A vestibular neuronitis or labyrinthitis can result from an infection of the inner ear. More often than not, this infection is caused by a virus. In rare occurrences, the infection may be bacterial; however, bacterial ear infections are typically localized to the middle ear and commonly occur in childhood. When a patient suffers from a vestibular neuronitis or labyrinthitis, the virus is usually localized to one ear. The foreign virus will cause an immune response that leads to inflammation and irritation of the inner ear. The inner ear houses the vestibulocochlear nerve (8th cranial nerve) which is responsible for balance, equilibrium, and hearing. When an inflammatory response onsets, the patient will typically report symptoms of vertigo, dizziness, imbalance, nausea, or vomiting. In some cases, the patient will also report changes in their hearing profile including hearing loss, ringing in the ears, or a feeling of pressure (aural fullness). If only the vestibular nerve is inflamed, this is called a viral neuronitis. If both the cochlear and vestibular nerves are affected by the virus, this is called a viral labyrinthitis. Most patients experience both an acute and chronic phase of the disorder. During the acute phase, symptoms typically onset suddenly as a severe attack of vertigo that may last anywhere from a couple of hours to a couple of days. Many patients experience severe nausea and vomiting as well. During the chronic phase of the disorder, patients may suffer from a lingering disequilibrium that gradually improves over a period of weeks to months.
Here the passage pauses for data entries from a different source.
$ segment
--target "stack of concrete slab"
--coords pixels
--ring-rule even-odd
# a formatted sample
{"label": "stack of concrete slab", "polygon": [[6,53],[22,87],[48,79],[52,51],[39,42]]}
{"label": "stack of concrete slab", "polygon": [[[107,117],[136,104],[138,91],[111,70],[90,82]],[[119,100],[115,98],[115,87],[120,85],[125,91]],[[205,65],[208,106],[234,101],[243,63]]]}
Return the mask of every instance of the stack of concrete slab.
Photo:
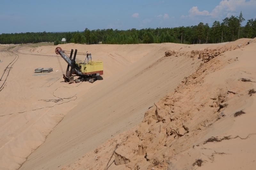
{"label": "stack of concrete slab", "polygon": [[44,68],[41,67],[35,69],[35,73],[49,73],[52,71],[52,68],[47,68],[44,69]]}
{"label": "stack of concrete slab", "polygon": [[40,67],[40,68],[37,68],[37,69],[35,69],[35,72],[41,73],[43,70],[44,70],[44,68],[42,67]]}
{"label": "stack of concrete slab", "polygon": [[52,68],[47,68],[42,70],[42,73],[49,73],[52,71]]}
During the acute phase of the disease, patients are advised to present to their physician’s office for evaluation as soon as possible for optimal diagnosis and treatment. To aid in the diagnosis of a viral neuronitis or labyrinthitis, the clinician will first obtain a detailed symptom history. They will also evaluate the patient for abnormal eye movements called nystagmus, which are recorded in our office with infrared video oculography on our multi-axial rotational chairs. The most common nystagmus pattern that will present during the acute phase of a viral labyrinthitis is a sustained horizontal nystagmus—meaning the eyes consistently beat to the right or left in any testing position. The clinician will also obtain a comprehensive audiogram (hearing test) to assess for any asymmetric hearing loss. MRI and CT imaging may also be ordered to rule out other intracranial or retrocochlear pathologies. During the chronic phase of the disease, further testing can be performed to assess for lasting damage to the vestibulocochlear nerve. The clinician may choose to obtain repeat infrared video oculography or audiometric testing. They may also order a test called a videonystagmograph (VNG). This test is designed to assess the function of the vestibular nerve by measuring the symmetry in the caloric response between the two ears. A vestibular evoked myogenic potential (VEMP) is a test that can also be used to assess the saccule (another part of the inner ear) for any damage that may have occurred secondary to the virus’ inflammatory response.
In order for patients to receive optimal treatment, it is advised that patients present to the clinic as soon as possible to ensure a timely and accurate diagnosis. Once the diagnosis has been made, pharmacologic intervention is the best form of treatment during the acute phase of the disease. If patients present to the clinic close enough to onset or during the symptomatic period, they will likely be started on a course of anti-viral medication such as Acyclovir or Valacyclovir. They will also be given a short course of steroids to reduce any underlying inflammatory processes. If diagnosed and treated soon enough, most patients will make a full recovery. If patients are in the chronic phase and continue to have symptoms of disequilibrium and imbalance, they may be referred to a vestibular rehabilitation program. The goal of vestibular rehabilitation is to retrain the brain to recognize and process signals from the damaged vestibular system in coordination with vision and proprioception. Patients will also practice vestibular ocular reflex (VOR) exercises that will retrain the eye, inner ear, and brain to work together to maintain balance and equilibrium.